Run Swival Inside A Session Overlay
The integrated mode handles this automatically, but you can also invoke agentfs run directly when you want full control over session naming and overlay lifecycle.
cd ~/my-project
agentfs run --session add-config -- \
swival "Add a config module that reads from env vars, and update main.py to use it" --yolo --max-turns 20
After the run, your working copy is unchanged. The overlay delta lives at ~/.agentfs/run/add-config/delta.db.
Review The Delta
You can inspect which paths were added or modified with agentfs diff.
agentfs diff ~/.agentfs/run/add-config/delta.db
A typical short output looks like this:
A f /src/config.py
M f /src/main.py
Validate Inside The Overlay
Re-enter the same session as a shell, then run tests or manual checks against the overlay view.
agentfs run --session add-config -- bash
Inside that shell, run your usual checks.
python -m pytest tests/ -v
python src/main.py
If validation fails, exit and ask Swival for another pass using the same session name.
Apply Changes To The Real Project
Once you are satisfied, copy only the files you want back into your actual working tree.
agentfs run --session add-config -- \
sh -c 'cp src/config.py ~/my-project/src/config.py && cp src/main.py ~/my-project/src/main.py'
For larger updates, rsync is often easier.
agentfs run --session add-config -- \
rsync -av src/ ~/my-project/src/
Then commit normally in your project directory.
cd ~/my-project
git add src/config.py src/main.py
git commit -m "Add config module"
If you decide not to keep the work, delete the session directory at ~/.agentfs/run/add-config/ and your real project remains untouched.
Iterate Without Starting Over
With --sandbox agentfs, Swival automatically reuses the same overlay when you run it again from the same project directory. Each run sees prior overlay changes, giving you a natural loop of generate, validate, and refine before applying files.
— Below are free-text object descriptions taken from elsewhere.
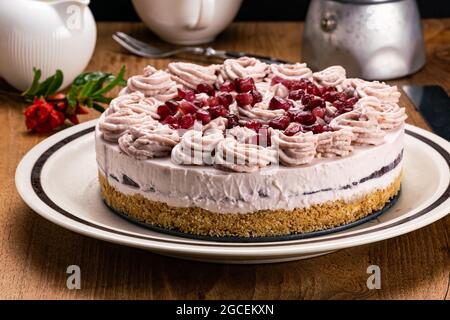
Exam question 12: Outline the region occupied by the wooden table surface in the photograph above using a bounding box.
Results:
[0,20,449,300]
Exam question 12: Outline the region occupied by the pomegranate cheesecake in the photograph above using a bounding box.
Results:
[95,58,406,237]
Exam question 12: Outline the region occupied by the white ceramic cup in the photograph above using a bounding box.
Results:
[131,0,243,45]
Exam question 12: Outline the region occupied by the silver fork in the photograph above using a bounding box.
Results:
[112,32,287,64]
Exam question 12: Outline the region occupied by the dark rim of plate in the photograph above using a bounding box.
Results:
[29,126,450,246]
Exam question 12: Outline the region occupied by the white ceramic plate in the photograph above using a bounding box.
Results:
[15,121,450,264]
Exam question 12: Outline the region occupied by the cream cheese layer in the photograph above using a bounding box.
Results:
[96,124,403,214]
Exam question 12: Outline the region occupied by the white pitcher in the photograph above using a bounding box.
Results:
[0,0,97,91]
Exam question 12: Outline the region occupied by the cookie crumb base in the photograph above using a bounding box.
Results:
[99,173,401,238]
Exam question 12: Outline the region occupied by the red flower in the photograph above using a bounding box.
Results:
[24,98,65,133]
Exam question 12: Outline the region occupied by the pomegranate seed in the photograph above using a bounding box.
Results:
[284,123,303,136]
[245,120,262,132]
[196,83,215,96]
[225,114,239,128]
[157,104,173,120]
[305,98,325,110]
[217,93,233,107]
[301,94,313,107]
[251,90,263,104]
[269,115,291,130]
[219,81,235,92]
[288,89,306,100]
[193,99,208,108]
[312,107,325,119]
[311,124,325,134]
[195,109,212,124]
[323,91,339,102]
[287,109,300,121]
[294,111,316,125]
[271,76,284,86]
[179,114,195,129]
[235,93,253,107]
[179,101,199,114]
[320,86,334,95]
[165,100,179,114]
[162,115,177,125]
[333,100,345,110]
[336,92,348,102]
[269,96,292,111]
[235,77,256,93]
[206,96,220,107]
[177,88,195,101]
[209,105,229,118]
[169,123,179,129]
[306,84,321,96]
[290,79,310,91]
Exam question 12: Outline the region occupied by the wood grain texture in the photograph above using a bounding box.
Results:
[0,20,449,300]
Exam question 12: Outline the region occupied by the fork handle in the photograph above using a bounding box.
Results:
[224,51,288,65]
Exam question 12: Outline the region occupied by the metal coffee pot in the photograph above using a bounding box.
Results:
[302,0,426,80]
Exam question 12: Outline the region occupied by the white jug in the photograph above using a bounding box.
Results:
[0,0,97,91]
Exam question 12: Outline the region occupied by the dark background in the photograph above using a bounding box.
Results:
[90,0,450,21]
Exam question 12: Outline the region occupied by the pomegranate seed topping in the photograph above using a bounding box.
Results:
[196,83,215,96]
[217,93,233,107]
[287,109,300,121]
[193,99,208,108]
[289,89,306,101]
[225,114,239,128]
[245,120,262,132]
[165,100,179,114]
[290,78,310,91]
[305,98,325,110]
[206,96,220,107]
[179,114,195,129]
[219,81,235,92]
[179,101,199,114]
[251,90,263,104]
[269,96,292,111]
[195,109,212,124]
[235,77,256,93]
[311,124,325,134]
[336,92,348,102]
[162,115,178,125]
[177,88,195,101]
[312,107,325,119]
[157,104,173,120]
[332,100,345,110]
[269,115,291,130]
[294,111,316,125]
[323,91,339,102]
[320,86,334,95]
[271,76,284,86]
[209,105,229,118]
[235,93,254,107]
[301,94,313,106]
[306,84,321,96]
[284,123,303,136]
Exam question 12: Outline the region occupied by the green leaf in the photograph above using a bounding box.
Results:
[77,79,97,100]
[21,68,42,98]
[92,103,105,113]
[67,85,80,107]
[92,65,126,97]
[44,69,63,97]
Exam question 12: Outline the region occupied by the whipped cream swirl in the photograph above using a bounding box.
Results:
[171,128,224,165]
[271,129,318,166]
[99,92,160,142]
[124,66,179,101]
[219,57,269,82]
[313,66,346,87]
[270,63,312,80]
[340,78,400,104]
[354,96,407,130]
[330,109,386,145]
[316,129,354,158]
[214,137,277,173]
[118,122,180,159]
[168,62,219,90]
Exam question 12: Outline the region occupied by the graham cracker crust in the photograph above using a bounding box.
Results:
[99,172,402,237]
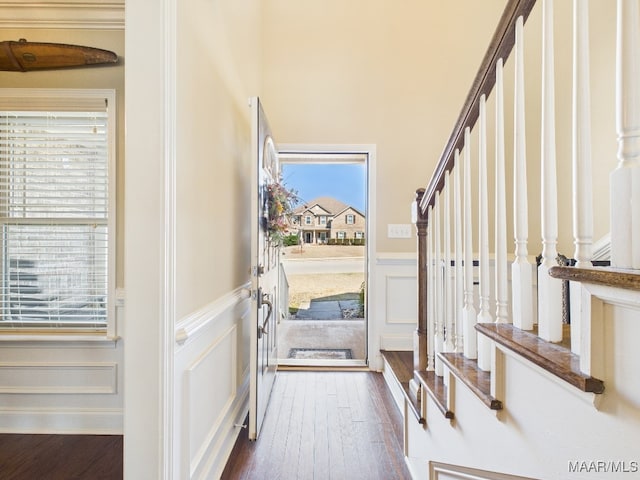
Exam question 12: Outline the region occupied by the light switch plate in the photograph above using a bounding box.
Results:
[388,223,412,238]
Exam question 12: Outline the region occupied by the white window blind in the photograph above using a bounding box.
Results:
[0,95,112,330]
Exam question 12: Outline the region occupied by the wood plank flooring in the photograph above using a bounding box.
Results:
[222,371,411,480]
[0,433,122,479]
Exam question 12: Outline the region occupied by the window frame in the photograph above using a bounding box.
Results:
[0,88,117,338]
[346,214,355,225]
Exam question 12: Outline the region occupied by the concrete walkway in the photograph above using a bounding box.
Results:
[278,319,366,361]
[278,299,365,363]
[294,299,360,320]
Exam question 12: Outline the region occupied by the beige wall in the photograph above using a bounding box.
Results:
[518,1,616,257]
[261,0,617,258]
[175,0,262,318]
[261,0,508,253]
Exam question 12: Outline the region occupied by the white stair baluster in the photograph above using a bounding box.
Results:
[611,0,640,269]
[495,58,509,324]
[477,94,493,371]
[427,205,435,371]
[454,158,464,352]
[571,0,594,354]
[538,0,564,342]
[444,171,455,352]
[434,194,444,375]
[512,15,534,332]
[463,127,478,359]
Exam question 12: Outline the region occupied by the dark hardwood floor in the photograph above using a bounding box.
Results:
[0,433,122,479]
[0,372,407,479]
[222,371,411,480]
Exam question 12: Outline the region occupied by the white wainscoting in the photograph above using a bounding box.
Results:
[385,274,418,324]
[430,462,537,480]
[0,288,125,434]
[369,253,417,371]
[0,362,117,394]
[174,283,252,479]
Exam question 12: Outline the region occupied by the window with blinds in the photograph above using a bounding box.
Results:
[0,90,114,330]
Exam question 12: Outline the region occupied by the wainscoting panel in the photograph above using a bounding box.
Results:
[385,274,418,324]
[0,362,117,394]
[430,462,537,480]
[185,325,237,476]
[173,284,251,479]
[369,254,417,370]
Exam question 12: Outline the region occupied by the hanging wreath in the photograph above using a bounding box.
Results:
[265,180,299,245]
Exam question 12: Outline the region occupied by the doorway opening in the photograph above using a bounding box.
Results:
[276,146,374,367]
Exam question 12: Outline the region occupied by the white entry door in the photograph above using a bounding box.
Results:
[249,97,280,440]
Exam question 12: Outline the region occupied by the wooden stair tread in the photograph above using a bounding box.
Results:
[380,350,424,424]
[550,265,640,291]
[439,352,503,410]
[475,323,604,393]
[414,370,454,418]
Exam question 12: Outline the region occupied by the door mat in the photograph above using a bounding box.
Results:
[288,348,353,360]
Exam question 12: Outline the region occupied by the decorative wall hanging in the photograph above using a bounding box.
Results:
[0,39,118,72]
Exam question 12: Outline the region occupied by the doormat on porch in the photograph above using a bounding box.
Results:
[288,348,353,360]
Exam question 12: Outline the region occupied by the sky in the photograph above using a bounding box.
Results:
[280,163,366,213]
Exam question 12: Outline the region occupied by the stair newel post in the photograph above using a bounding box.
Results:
[463,127,478,359]
[434,192,444,376]
[454,157,464,353]
[571,0,594,354]
[512,15,534,331]
[413,188,429,376]
[495,58,509,324]
[538,0,564,343]
[477,94,493,371]
[444,171,455,353]
[611,0,640,269]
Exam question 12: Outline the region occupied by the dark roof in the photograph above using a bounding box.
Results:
[334,205,365,218]
[293,196,350,215]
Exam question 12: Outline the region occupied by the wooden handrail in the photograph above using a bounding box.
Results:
[420,0,537,213]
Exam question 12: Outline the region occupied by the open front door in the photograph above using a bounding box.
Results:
[249,97,280,440]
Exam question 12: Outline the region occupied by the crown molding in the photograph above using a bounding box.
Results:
[0,1,124,30]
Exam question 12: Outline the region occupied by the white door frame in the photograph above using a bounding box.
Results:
[277,143,376,366]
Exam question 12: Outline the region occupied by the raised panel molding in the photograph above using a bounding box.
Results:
[185,325,237,477]
[0,1,125,29]
[430,462,537,480]
[385,274,418,324]
[0,362,117,394]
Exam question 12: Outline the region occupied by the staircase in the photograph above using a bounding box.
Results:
[383,1,640,479]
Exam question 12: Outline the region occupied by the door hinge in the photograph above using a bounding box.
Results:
[252,265,265,277]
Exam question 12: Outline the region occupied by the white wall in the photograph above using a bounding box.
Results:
[402,285,640,480]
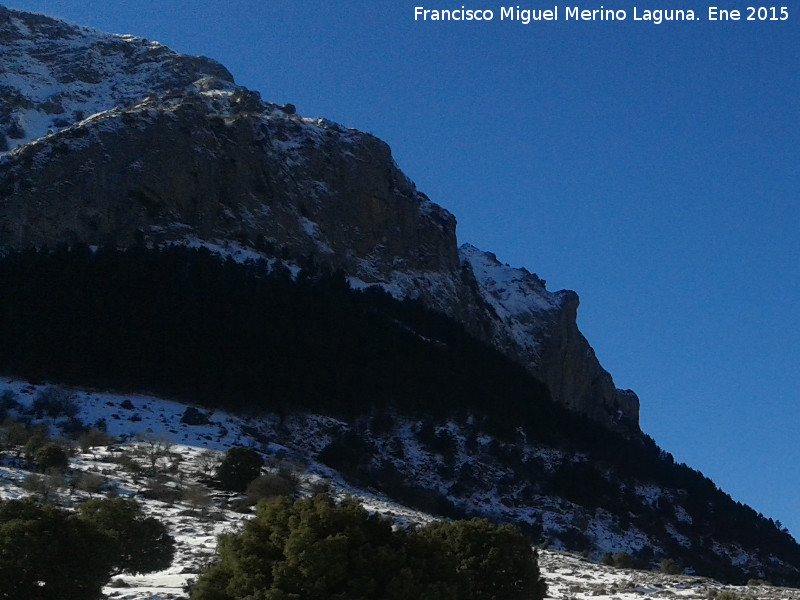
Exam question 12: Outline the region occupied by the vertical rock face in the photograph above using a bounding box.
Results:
[459,246,639,433]
[0,5,639,434]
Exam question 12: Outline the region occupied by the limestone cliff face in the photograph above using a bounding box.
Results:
[460,245,639,433]
[0,5,639,434]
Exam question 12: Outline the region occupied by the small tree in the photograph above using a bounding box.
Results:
[196,449,222,475]
[137,434,175,474]
[418,518,548,600]
[0,499,113,600]
[216,446,264,492]
[190,494,547,600]
[34,442,70,473]
[183,483,213,516]
[77,497,175,575]
[244,472,297,505]
[31,386,78,419]
[78,429,114,455]
[613,550,634,569]
[661,557,682,575]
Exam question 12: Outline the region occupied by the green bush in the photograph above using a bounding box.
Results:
[244,472,297,505]
[215,446,263,492]
[190,494,546,600]
[0,499,113,600]
[661,557,683,575]
[0,497,175,599]
[613,550,634,569]
[77,497,175,575]
[418,518,548,600]
[34,442,70,472]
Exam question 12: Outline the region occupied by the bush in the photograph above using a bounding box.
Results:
[190,494,546,600]
[661,558,683,575]
[600,551,615,566]
[78,429,115,453]
[0,416,30,449]
[77,497,175,575]
[613,550,634,569]
[215,446,263,492]
[23,430,49,459]
[31,386,78,419]
[0,498,113,600]
[183,483,213,515]
[244,472,297,505]
[74,471,106,493]
[418,518,548,600]
[22,472,65,502]
[34,442,70,472]
[0,497,175,599]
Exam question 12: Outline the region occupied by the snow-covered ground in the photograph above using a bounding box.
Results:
[1,376,798,600]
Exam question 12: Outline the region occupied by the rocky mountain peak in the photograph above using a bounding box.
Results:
[0,4,233,151]
[0,5,638,434]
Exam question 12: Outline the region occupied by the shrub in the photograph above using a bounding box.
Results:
[78,429,115,453]
[190,494,546,600]
[22,472,65,502]
[23,430,49,459]
[74,471,106,493]
[77,497,175,575]
[0,498,113,600]
[34,442,70,472]
[613,551,634,569]
[31,386,78,418]
[661,558,683,575]
[183,483,213,515]
[600,551,615,566]
[215,446,263,492]
[0,416,30,450]
[418,518,548,600]
[244,472,297,505]
[196,449,222,475]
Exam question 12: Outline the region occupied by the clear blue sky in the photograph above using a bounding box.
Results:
[6,1,800,536]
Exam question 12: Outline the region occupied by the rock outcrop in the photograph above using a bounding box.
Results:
[0,5,639,434]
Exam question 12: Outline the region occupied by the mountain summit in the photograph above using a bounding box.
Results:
[0,4,638,434]
[4,6,800,587]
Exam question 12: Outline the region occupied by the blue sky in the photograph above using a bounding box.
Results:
[6,1,800,536]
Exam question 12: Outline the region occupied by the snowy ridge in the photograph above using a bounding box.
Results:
[0,4,233,153]
[460,242,567,355]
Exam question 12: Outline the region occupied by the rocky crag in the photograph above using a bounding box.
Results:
[0,4,638,434]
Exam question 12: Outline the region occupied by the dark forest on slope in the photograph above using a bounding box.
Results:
[1,244,798,585]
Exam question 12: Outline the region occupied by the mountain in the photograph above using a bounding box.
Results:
[2,4,799,587]
[0,4,637,435]
[3,377,800,599]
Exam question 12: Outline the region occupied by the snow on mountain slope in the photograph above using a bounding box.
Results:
[1,376,797,600]
[460,243,565,357]
[0,4,233,152]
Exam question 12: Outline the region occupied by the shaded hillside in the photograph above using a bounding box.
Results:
[0,246,798,585]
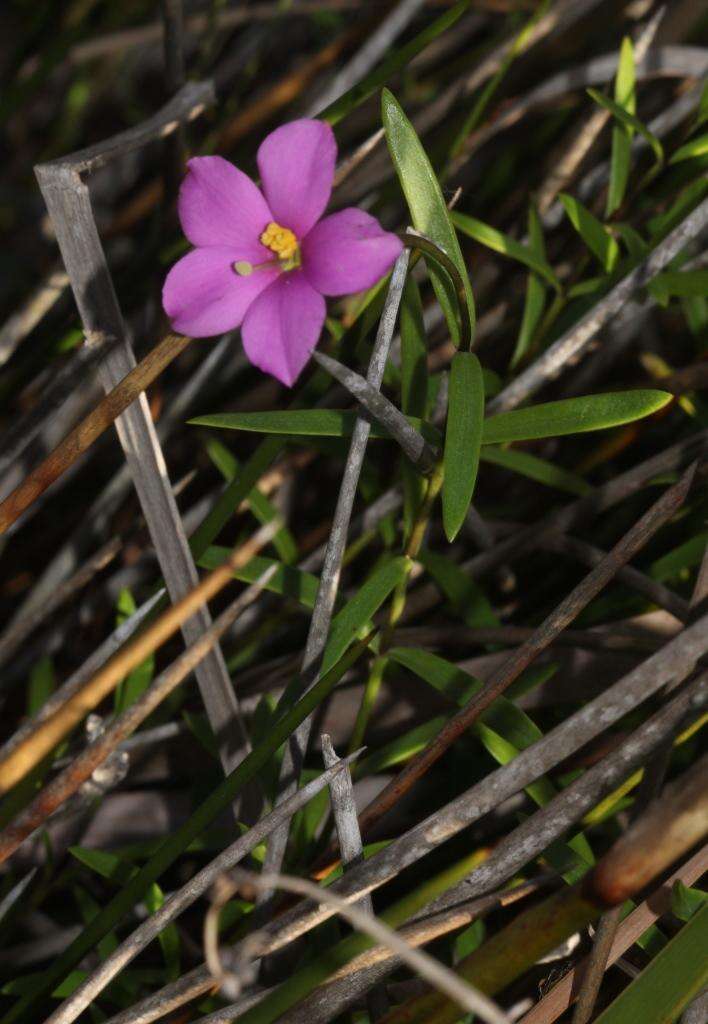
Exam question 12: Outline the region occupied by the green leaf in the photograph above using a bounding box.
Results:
[204,438,298,564]
[482,390,671,444]
[144,883,181,980]
[587,87,664,166]
[382,87,475,346]
[480,446,591,496]
[356,715,447,776]
[418,549,498,629]
[648,269,708,302]
[27,657,54,716]
[511,204,547,368]
[593,904,708,1024]
[190,408,442,447]
[321,556,409,674]
[614,222,649,260]
[197,390,671,449]
[559,193,620,272]
[319,1,469,126]
[650,532,708,583]
[671,881,707,922]
[669,131,708,164]
[400,274,428,419]
[451,211,560,290]
[606,36,635,216]
[71,848,180,979]
[198,548,320,609]
[388,647,595,866]
[442,352,485,541]
[115,589,154,713]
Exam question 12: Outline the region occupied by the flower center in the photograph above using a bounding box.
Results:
[232,222,301,278]
[260,222,300,264]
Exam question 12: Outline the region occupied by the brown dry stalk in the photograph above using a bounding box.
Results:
[382,752,708,1024]
[0,333,190,536]
[518,843,708,1024]
[0,560,280,865]
[352,465,695,842]
[588,750,708,906]
[0,520,276,795]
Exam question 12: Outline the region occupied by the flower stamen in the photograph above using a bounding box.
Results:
[261,221,300,264]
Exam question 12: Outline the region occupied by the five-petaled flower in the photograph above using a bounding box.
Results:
[163,119,403,386]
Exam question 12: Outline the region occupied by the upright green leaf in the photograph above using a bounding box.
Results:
[511,203,547,368]
[27,657,54,716]
[114,589,154,713]
[587,87,664,167]
[594,904,708,1024]
[442,352,485,541]
[205,438,298,564]
[482,390,671,444]
[607,36,636,216]
[400,274,428,418]
[559,193,620,272]
[382,88,475,345]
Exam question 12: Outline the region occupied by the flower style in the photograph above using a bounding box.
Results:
[163,119,403,386]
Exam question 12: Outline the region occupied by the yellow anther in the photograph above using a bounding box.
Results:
[260,221,299,261]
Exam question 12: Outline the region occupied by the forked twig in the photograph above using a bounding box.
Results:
[204,868,513,1024]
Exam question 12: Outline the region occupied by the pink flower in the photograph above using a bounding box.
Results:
[163,119,403,386]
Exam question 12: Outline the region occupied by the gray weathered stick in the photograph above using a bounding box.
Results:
[489,197,708,412]
[105,610,708,1024]
[262,248,410,889]
[34,82,253,785]
[43,753,364,1024]
[323,734,389,1019]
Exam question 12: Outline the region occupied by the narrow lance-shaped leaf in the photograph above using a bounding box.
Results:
[480,445,591,497]
[382,87,475,346]
[593,904,708,1024]
[400,274,429,535]
[587,86,664,167]
[482,389,672,444]
[451,210,560,290]
[195,390,671,446]
[511,202,547,369]
[669,132,708,164]
[442,352,485,541]
[648,269,708,302]
[559,192,620,272]
[321,556,410,673]
[606,36,636,216]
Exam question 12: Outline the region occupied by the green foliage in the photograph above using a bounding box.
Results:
[594,905,708,1024]
[382,88,475,346]
[442,352,484,541]
[559,193,619,271]
[606,36,636,216]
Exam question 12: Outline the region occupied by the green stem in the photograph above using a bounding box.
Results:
[350,462,445,751]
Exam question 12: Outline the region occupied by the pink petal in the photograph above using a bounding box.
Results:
[163,247,280,337]
[301,208,403,296]
[241,271,326,386]
[257,120,336,239]
[178,156,273,259]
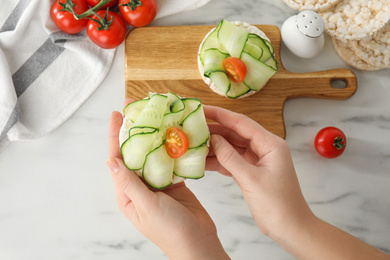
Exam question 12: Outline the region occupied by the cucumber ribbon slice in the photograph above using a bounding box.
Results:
[121,92,210,189]
[199,19,278,98]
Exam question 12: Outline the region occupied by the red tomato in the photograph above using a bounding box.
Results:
[119,0,157,27]
[314,127,347,158]
[86,10,127,49]
[50,0,89,34]
[85,0,118,9]
[165,127,189,159]
[223,57,247,83]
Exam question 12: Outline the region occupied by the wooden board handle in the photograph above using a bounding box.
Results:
[279,68,357,100]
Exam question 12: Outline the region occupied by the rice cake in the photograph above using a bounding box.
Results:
[320,0,390,41]
[198,21,273,98]
[332,38,387,71]
[282,0,340,12]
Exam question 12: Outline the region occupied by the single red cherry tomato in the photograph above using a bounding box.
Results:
[223,57,247,83]
[85,0,118,9]
[314,127,347,158]
[165,127,189,159]
[50,0,89,34]
[86,10,127,49]
[119,0,157,27]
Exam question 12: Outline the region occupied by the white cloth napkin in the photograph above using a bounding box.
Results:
[0,0,211,152]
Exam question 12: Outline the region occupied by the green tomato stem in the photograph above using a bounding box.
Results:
[61,0,113,20]
[333,137,345,150]
[119,0,143,11]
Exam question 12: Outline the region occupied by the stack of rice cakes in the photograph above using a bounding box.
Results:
[282,0,390,71]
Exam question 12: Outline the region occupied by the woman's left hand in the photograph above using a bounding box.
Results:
[107,99,229,260]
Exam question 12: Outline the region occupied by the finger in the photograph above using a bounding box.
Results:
[207,141,246,157]
[205,156,232,177]
[107,158,155,209]
[210,134,256,177]
[208,123,248,148]
[109,111,124,159]
[204,105,274,144]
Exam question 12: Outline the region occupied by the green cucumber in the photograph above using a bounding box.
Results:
[217,20,248,58]
[228,81,251,99]
[182,103,209,147]
[182,98,201,120]
[264,39,275,54]
[247,34,273,62]
[123,99,149,123]
[132,94,167,129]
[241,52,277,91]
[203,48,229,77]
[143,143,174,189]
[121,92,210,188]
[174,145,208,179]
[209,71,251,99]
[162,92,185,131]
[198,20,278,98]
[243,42,263,60]
[199,23,228,65]
[264,56,278,71]
[129,127,156,136]
[167,92,184,113]
[208,71,230,95]
[121,130,158,170]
If you used a manual session above, reuse the same session name:
agentfs run --session add-config -- \
swival "The tests are failing because config.py doesn't handle missing env vars. Fix it." --yolo
Alternative Workflow With agentfs init -c
If you prefer a project-local overlay database, initialize AgentFS in the repo and run Swival through -c.
cd ~/my-project
agentfs init --base . -c \
'swival "Add a config module" --yolo --max-turns 20' \
add-config
This writes .agentfs/add-config.db. You can diff by session name.
agentfs diff add-config
You can also inspect files in that overlay directly without mounting.
agentfs fs add-config cat /src/config.py
For testing and selective apply, mount the overlay.
mkdir -p /tmp/sandbox
agentfs mount -f --auto-unmount add-config /tmp/sandbox &
cd /tmp/sandbox
python -m pytest tests/ -v
cp src/config.py ~/my-project/src/
kill %1
If you do not want the result, remove .agentfs/add-config.db.
REPL Sessions
The integrated sandbox mode works with REPL mode directly:
swival --sandbox agentfs --yolo
This gives you an interactive agent session inside the overlay. You can test changes from a separate terminal by re-entering the same session with agentfs run --session <id> -- bash.
Practical Guidance
In day-to-day use, --sandbox agentfs --yolo is often the most productive combination because it gives the model full capability while still protecting your real workspace. Deterministic session IDs make iteration resumable across runs in the same project directory — or pass --sandbox-session <id> for explicit control.